Wandering around my local supermarket the other day, I began to talk casually with a member of staff I vaguely knew. “What’s your job these days?” I asked. “I’m the ambient stock control manager,” he replied. For a moment, he seemed to say he was the ambulant stock control manager; though staff often talk about goods walking out of the store, I never thought they really meant it. But then I realised what he’d said.
It turns out that ambient, as a bit of food industry jargon, has been around for a decade or two without attracting much attention. The Oxford English Dictionary has traced it back to the early eighties. It mostly turns up in phrases like ambient food (my friend ought to be called the ambient foods stock control manager but nobody in supermarketing has enough time for that).
In its proper meaning, ambient refers to the immediate surroundings of something. It comes from the French ambiant and, further back, from the Latin ambientem, which is from the verb meaning “to go about”. By the end of the sixteenth century, it had taken on its modern meaning in English which the OED comprehensively lists as “lying round, surrounding, encircling, encompassing, environing”. It’s related to ambience, another word with interesting cultural overtones, which also refers to one’s surroundings, but especially to the character and atmosphere of a place.

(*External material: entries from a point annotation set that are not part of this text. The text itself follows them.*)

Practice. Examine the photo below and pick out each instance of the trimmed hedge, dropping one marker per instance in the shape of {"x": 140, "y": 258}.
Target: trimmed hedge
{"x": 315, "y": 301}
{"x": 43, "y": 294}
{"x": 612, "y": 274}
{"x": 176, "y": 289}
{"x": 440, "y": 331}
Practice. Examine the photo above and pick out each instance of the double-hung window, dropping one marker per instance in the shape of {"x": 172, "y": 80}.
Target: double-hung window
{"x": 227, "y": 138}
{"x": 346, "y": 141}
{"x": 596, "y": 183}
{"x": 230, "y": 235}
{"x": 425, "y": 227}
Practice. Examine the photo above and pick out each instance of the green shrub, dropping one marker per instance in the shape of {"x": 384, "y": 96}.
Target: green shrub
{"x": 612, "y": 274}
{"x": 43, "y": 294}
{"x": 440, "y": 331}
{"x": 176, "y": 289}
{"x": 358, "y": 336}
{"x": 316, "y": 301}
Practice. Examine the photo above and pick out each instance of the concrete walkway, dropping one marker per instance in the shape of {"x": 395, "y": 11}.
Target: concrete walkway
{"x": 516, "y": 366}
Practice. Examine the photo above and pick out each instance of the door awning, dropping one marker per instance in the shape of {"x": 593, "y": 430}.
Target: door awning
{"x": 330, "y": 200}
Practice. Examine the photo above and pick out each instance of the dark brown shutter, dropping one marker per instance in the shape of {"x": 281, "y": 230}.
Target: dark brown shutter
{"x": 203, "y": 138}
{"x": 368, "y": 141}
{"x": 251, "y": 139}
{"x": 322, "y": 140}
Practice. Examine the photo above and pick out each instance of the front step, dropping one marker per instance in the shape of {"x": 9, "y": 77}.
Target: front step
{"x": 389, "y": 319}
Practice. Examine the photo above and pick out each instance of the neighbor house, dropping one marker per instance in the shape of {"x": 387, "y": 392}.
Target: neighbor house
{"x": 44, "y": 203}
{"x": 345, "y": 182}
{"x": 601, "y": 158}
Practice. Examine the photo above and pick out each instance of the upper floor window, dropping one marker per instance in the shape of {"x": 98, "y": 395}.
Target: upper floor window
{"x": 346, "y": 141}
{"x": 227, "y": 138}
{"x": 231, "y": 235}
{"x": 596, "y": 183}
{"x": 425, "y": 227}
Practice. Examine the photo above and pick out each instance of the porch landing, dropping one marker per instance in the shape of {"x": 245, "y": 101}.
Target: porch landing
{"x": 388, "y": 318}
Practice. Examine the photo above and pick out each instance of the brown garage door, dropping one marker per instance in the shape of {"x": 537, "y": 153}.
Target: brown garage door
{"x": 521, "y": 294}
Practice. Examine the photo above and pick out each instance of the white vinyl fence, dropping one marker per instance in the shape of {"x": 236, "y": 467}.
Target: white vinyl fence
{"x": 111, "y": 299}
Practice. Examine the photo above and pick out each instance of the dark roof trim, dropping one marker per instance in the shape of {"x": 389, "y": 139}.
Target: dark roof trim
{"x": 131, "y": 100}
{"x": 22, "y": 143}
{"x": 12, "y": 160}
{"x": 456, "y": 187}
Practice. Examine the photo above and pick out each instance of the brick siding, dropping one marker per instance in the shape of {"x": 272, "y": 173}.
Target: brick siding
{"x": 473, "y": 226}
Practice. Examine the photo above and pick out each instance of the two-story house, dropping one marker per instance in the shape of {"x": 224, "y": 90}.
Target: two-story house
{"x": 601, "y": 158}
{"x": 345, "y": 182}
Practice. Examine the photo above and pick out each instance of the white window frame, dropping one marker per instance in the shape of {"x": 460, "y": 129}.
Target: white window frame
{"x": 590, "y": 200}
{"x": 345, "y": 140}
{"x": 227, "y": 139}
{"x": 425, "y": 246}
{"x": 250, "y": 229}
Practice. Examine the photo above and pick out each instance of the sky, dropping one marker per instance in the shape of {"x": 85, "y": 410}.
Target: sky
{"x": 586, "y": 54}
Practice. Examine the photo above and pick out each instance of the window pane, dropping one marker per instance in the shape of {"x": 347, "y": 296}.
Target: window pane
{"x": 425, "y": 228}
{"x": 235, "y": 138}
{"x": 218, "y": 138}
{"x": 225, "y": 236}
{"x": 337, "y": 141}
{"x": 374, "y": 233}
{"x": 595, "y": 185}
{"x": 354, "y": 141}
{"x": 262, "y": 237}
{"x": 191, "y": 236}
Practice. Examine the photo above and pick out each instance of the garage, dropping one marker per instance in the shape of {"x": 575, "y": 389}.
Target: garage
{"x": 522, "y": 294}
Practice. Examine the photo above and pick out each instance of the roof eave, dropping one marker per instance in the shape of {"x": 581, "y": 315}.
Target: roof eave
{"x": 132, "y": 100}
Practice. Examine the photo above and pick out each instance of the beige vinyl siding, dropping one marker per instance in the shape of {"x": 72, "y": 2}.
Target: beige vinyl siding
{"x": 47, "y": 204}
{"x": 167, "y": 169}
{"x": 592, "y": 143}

You might think that ambient is just the adjective from ambience. That is how it was formed in the nineteenth century, but the two words have diverged enough that their associations are different. So ambient music is strictly speaking wrong, as it refers to a style of music with textures but without a beat that aims to create a mood or atmosphere, an ambience in fact.
Engineers and other technical persons use the word correctly when they speak of such matters as ambient temperature, meaning the conditions surrounding some object they’re interested in. This phrase has become so fixed, and is so often how people come across the word ambient, that many seem to think it means “normal room conditions”. That’s not so, of course, as you can talk about the ambient temperature of a lump of iron in a furnace, or of a meteorite in Antarctic ice.
But when food technologists speak of ambient foods, they’re using the term as shorthand for ambient temperature foods (which makes my friend’s job ambient temperature foods stock control manager, which really is a mouthful). You can argue they’re using the word correctly, since they’re speaking of foods that can be stored at the temperature of their surroundings in the store, without needing to be chilled, such as canned foods, jars of coffee, fresh fruit or bags of sugar. But I’ve also come across ambient fishmonger, a wonderfully gnomic phrase meaning one of those guys who sells unrefrigerated fresh fish.
You have to admit there’s an ambience about ambient.